Lastly everyone involved was able to perform a needle cricothyrotomy only one was allowed to perform the surgical variant while we all watched. Fortunately this wasn’t as big of a deal as I first thought because the staff took it very slow and, after each step in the process, took the time to have each participant step up to get a very close look. While making the incision would have been nice to experience I felt it more important that we all got multiple attempts practicing landmark identification. This was also important for the nurses who attended because this isn’t something they would normally do outside of an emergency room. I was told that even then a RT or a doctor would generally do the procedure.
Our final skill practice was IO access using the EZ-IO device. All of the medics knew how to do this but the nurses did not. So the staff demonstrated the device for them as we practiced on other extremities. Finding the proximal humerus proved to be the hardest part of the exercise. Here is a YouTube Video of the procedure I found:
After we finished practicing procedures we focused our attention to the paramedic staff as they removed the anterior chest cage to expose the underlying organs. Each organ was skillfully removed taking care to show important attachment points and structures that may be commonly associated with trauma and/or disease. Visualizing the ligamentum arteriousm as the heart is manipulated makes all that lecture about shearing injury from sudden deceleration more interesting. At least it was for me!
After removal of the organs of the chest and abdomen we watched as one of the orthopedic doctors began his study of the knee joint. We watched as he dissected the joint and explained the function and structure with regard to RA and OA and common injuries often associated with sport and activity to two fellow physicians.
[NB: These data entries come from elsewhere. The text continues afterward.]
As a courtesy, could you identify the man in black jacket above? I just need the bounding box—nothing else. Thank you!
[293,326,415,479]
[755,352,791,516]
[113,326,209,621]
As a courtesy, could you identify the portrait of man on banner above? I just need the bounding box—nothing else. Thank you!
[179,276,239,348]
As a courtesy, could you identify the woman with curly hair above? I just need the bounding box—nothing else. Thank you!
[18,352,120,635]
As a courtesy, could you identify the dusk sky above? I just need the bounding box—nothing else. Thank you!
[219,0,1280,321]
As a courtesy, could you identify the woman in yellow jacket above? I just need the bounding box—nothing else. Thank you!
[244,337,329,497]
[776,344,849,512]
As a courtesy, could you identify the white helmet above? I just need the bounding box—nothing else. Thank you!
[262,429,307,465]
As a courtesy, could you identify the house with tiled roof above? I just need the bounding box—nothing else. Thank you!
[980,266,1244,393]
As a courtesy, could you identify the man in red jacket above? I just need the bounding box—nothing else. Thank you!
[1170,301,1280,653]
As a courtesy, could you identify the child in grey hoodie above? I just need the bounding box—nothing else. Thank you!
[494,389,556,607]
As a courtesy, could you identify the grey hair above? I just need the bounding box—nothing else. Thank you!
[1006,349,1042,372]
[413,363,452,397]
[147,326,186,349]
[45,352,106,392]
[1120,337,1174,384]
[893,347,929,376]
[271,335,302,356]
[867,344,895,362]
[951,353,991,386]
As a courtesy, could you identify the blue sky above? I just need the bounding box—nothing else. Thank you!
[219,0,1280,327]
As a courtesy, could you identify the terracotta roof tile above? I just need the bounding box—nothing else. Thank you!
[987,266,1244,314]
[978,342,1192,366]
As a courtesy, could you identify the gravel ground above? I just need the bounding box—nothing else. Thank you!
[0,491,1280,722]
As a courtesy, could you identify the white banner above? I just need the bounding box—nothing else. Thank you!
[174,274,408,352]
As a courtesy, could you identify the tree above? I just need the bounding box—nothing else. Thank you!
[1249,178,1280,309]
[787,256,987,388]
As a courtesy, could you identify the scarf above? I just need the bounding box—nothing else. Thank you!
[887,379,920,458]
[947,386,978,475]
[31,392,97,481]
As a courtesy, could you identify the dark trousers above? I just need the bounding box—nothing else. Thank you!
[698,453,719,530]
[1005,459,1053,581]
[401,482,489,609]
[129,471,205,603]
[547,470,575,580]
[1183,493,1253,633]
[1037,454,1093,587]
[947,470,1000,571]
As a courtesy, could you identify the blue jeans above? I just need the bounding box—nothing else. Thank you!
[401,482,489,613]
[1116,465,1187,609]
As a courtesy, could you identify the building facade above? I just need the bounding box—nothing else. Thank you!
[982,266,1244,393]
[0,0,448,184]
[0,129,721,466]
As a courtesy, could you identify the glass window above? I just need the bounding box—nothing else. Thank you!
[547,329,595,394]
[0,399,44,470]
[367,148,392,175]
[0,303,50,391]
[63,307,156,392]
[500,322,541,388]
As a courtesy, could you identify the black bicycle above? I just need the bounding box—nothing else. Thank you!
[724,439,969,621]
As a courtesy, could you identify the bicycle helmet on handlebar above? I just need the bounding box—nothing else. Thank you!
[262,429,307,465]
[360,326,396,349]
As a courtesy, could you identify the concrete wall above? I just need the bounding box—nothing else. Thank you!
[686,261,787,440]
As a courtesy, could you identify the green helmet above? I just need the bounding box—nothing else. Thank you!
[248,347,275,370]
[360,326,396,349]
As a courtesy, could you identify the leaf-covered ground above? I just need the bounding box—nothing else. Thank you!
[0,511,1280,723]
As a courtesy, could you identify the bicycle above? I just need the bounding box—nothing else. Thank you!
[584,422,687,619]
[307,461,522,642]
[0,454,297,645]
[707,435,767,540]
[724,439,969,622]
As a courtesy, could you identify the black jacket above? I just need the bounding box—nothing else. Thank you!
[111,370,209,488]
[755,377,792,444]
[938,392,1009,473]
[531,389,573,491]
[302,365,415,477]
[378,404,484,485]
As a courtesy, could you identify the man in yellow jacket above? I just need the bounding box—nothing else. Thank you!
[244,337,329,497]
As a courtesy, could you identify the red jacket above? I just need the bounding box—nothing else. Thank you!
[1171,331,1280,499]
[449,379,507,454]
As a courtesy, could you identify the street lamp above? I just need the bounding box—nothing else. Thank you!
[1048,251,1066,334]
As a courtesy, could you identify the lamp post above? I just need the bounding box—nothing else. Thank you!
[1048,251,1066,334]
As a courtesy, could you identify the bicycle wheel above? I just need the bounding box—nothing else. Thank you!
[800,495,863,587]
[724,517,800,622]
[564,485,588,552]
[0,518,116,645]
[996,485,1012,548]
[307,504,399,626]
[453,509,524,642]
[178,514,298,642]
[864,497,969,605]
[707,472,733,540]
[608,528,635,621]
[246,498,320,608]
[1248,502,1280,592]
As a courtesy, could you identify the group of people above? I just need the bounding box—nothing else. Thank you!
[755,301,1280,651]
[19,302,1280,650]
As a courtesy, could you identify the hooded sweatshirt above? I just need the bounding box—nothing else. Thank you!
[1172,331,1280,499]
While his portion of the session was at the end of ours he did not mind taking questions from us and explained things in detail as he completed his task.
Overall I enjoyed this session and got a lot of anatomy and physiology associated with skills Paramedics perform in addition to valuable practice time. I was particularly pleased with the interaction with the Nurses and Physicians involved. If you are in the EMS profession you may have experienced a lack of recognition for what we do in our careers by other professionals. I am pleased to say that during this event I experienced the opposite. That was very refreshing. I wish I was allowed to identify the facility and the staff for their first class presentation and professionalism.
Enough of my rambling. Have you experienced things like this? What are your thoughts?